Gozei inúmeras vezes. Ele uma, duas, três… Não tinha noção de há quanto tempo estávamos fodendo. Percebi que perderia meus sentidos a qualquer momento, mas aquela transa era a melhor de todos os tempos, não queria perder um só orgasmo, nem uma só estocada. Estava encharcada por dentro e por fora com sua porra misturada ao meu líquido e nossos suores.
***
Despertei com o som de um trovão. Estranhei a cama, mas estava feliz por acordar daquele pesadelo. Abri os olhos com dificuldade, já era dia.
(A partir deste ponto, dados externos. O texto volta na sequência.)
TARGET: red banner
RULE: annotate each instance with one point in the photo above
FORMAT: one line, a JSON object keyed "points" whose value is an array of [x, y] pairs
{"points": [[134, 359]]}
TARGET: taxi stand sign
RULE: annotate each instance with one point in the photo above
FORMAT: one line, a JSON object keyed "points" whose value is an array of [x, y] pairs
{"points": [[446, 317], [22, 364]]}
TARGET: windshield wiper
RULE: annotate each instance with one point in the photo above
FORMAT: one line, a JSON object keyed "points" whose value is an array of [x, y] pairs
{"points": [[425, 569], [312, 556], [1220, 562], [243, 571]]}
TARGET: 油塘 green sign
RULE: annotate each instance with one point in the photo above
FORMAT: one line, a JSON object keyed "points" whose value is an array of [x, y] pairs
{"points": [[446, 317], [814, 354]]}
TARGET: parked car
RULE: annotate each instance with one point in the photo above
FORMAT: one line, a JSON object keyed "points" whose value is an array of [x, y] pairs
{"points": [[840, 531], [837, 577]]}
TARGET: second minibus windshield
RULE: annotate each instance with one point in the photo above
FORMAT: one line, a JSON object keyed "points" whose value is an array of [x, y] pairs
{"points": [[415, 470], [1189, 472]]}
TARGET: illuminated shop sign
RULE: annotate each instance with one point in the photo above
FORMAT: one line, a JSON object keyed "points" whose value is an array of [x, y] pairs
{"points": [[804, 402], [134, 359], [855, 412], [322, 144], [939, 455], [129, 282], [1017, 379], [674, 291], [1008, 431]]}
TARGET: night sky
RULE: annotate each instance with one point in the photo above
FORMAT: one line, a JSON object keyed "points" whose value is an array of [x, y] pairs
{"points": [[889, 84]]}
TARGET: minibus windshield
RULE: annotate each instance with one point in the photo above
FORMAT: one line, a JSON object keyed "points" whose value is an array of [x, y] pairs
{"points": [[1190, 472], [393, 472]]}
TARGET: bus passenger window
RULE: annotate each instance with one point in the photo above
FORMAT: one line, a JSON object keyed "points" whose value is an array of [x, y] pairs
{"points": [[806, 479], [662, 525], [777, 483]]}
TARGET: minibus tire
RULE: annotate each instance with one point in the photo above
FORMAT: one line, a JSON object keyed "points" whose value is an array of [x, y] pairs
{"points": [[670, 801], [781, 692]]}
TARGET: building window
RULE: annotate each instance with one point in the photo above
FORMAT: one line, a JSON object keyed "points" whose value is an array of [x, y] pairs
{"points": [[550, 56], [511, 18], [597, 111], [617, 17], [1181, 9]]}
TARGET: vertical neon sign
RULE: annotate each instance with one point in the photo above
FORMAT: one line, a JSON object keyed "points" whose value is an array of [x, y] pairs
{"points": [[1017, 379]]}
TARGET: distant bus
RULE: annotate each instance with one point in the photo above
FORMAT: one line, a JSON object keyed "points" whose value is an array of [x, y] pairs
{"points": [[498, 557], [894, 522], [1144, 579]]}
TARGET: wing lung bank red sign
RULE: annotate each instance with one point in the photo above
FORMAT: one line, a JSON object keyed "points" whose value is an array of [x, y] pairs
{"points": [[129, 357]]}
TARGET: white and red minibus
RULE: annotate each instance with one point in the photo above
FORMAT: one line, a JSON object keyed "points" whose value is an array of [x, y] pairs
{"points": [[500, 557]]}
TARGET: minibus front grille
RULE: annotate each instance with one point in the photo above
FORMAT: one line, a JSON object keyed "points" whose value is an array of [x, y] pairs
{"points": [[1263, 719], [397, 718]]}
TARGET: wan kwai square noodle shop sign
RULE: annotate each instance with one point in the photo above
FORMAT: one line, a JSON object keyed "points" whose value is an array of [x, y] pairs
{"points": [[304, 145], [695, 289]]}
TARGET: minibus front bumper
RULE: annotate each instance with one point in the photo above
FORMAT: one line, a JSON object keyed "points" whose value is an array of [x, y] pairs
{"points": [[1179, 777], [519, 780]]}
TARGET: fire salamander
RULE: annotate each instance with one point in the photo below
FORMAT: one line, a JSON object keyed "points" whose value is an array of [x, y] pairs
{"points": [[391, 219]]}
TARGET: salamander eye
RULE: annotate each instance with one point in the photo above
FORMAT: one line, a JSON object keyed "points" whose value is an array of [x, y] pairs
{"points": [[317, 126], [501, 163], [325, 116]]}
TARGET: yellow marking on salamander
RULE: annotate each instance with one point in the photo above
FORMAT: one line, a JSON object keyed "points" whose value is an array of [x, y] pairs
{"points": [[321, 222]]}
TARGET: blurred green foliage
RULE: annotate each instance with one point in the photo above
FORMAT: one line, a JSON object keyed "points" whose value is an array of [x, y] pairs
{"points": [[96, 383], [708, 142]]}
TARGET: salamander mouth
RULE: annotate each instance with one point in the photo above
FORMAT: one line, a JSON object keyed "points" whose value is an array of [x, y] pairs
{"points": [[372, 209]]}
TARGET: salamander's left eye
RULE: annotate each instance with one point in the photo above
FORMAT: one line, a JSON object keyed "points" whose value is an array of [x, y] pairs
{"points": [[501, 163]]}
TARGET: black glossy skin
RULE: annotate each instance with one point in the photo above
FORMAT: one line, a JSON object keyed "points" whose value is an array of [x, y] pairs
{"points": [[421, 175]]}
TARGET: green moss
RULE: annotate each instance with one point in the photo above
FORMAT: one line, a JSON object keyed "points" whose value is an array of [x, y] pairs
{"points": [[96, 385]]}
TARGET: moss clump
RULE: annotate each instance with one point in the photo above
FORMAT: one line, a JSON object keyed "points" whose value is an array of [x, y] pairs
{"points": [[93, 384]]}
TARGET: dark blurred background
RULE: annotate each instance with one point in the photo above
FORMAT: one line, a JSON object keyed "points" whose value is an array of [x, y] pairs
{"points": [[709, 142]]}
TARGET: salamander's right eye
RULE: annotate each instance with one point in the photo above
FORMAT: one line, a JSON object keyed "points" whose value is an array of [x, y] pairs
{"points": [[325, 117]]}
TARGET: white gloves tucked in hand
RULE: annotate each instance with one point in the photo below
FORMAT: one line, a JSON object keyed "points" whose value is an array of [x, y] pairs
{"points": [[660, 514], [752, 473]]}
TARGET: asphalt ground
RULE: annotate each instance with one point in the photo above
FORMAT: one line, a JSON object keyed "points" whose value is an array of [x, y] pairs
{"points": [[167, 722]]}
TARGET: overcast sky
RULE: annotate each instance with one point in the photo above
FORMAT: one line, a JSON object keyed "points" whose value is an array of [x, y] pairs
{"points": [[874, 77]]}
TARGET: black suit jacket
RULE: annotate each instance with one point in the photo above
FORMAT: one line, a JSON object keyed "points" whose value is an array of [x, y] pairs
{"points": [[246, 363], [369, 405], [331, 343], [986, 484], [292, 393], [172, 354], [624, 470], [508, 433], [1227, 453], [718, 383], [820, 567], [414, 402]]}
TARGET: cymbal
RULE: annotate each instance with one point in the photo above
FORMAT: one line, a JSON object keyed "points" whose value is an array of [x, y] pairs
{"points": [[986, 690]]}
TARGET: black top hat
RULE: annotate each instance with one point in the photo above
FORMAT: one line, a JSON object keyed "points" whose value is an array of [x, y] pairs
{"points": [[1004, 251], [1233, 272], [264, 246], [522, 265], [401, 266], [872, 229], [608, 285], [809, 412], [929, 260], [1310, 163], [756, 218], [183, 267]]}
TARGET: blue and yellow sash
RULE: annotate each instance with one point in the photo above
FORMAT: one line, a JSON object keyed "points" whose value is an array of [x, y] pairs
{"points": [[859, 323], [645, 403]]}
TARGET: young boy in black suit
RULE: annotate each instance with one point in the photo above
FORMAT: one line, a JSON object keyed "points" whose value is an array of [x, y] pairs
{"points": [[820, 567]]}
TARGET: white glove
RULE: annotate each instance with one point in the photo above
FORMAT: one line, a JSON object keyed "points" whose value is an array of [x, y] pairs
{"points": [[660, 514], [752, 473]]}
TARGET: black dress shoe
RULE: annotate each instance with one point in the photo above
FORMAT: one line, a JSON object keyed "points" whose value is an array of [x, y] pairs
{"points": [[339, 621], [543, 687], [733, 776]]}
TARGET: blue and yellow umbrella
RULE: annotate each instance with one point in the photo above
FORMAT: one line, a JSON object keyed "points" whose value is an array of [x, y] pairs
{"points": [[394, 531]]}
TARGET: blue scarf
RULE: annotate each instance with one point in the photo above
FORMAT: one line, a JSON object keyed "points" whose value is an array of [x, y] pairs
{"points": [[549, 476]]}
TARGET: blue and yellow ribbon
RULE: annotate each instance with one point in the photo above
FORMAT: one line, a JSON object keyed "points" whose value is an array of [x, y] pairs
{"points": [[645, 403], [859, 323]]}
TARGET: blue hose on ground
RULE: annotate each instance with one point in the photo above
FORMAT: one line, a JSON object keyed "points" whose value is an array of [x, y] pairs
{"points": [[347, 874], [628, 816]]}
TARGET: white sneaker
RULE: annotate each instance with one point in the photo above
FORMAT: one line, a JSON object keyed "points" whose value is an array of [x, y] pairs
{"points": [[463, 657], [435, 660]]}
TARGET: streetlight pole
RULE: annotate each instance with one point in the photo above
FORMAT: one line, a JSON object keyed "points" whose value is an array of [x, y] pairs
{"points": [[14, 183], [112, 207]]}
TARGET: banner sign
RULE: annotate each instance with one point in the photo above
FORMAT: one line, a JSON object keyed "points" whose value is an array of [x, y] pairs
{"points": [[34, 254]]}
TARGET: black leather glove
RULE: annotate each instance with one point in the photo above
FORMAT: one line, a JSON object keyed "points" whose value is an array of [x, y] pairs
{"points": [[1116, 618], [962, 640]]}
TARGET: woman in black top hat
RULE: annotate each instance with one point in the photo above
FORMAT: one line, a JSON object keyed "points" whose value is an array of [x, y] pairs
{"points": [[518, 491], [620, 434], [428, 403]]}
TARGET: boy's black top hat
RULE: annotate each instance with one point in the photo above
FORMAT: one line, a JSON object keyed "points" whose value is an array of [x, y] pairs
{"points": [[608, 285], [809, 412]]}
Bateu um pânico ao notar que não estava em minha casa e, sim, o que parecia ainda ser aquele santuário em ruínas. Gritei aterrorizada ao virar de repente, por causa de uma janela que bateu levada pelo vento, e dei de cara com um cadáver largado ao meu lado naquela cama improvisada feita de caixas de papelão. Afastei-me e fiquei tremendo agachada e encolhidinha com a mão no nariz, pois o cheiro daquele homem, que parecia um morador de rua, estava insuportável. Ele já estava em processo de decomposição, a pele cinza e ressecada parecia a de uma múmia. “Isso não pode estar acontecendo comigo.” Pensei. Não segurei o xixi, que saiu se misturando a um líquido viscoso que escorria de mim. Precisava sair dali o quanto antes. Levantei e olhei em volta à procura do meu vestido, calcinha, sapatos e bolsa. Estava nua e sem nenhum dos meus pertences. Os achei espalhados pelo cômodo imundo e cheio de lixo. Menos a minha calcinha. Meu dinheiro, documentos e o celular com a bateria quase sem carga estavam dentro da bolsa.
O tempo fechou de vez, ia cair uma tempestade. Receosa, olhei cuidadosamente antes de sair, não queria ser vista, pois aquele cadáver poderia meter-me em uma enrascada com a polícia. Caminhei alguns metros pela calçada e depois corri em direção ao Metrô. A chuva chegou forte quando ainda estava distante uma quadra. Entrei encharcada na estação. Se o vestidinho azul-claro já havia chamado a atenção quando estava seco, imagine molhado, quase transparente e grudado em meu corpo sem calcinha…
Cheguei em casa com os pensamentos a milhão. “O que será que me aconteceu? Foi tudo real? Foi um pesadelo? E quem me comeu? Pois eu fiz sexo, disso tenho certeza. Essa sensação de deleite é porque foi muito bom, e os resíduos que estavam em minha vagina são provas incontestáveis.” Pensei enquanto procurava as chaves na bolsa. Gelei ao ver o brinco de adaga inserido em meu chaveiro. Fiquei indecisa se o guardava ou se jogava fora aquela lembrança bizarra antes de entrar em minha casa… Atirei o mais longe que pude e entrei. Fui direto ao banho.
***
Recuperei a consciência bem mais tarde, estava deitada no piso do banheiro, ainda com o vestidinho azul. Minha última recordação era a de ter apagado após mirar-me no espelho e constatar as duas cicatrizes recentes em meu pescoço. Resultado das presas que me perfuraram.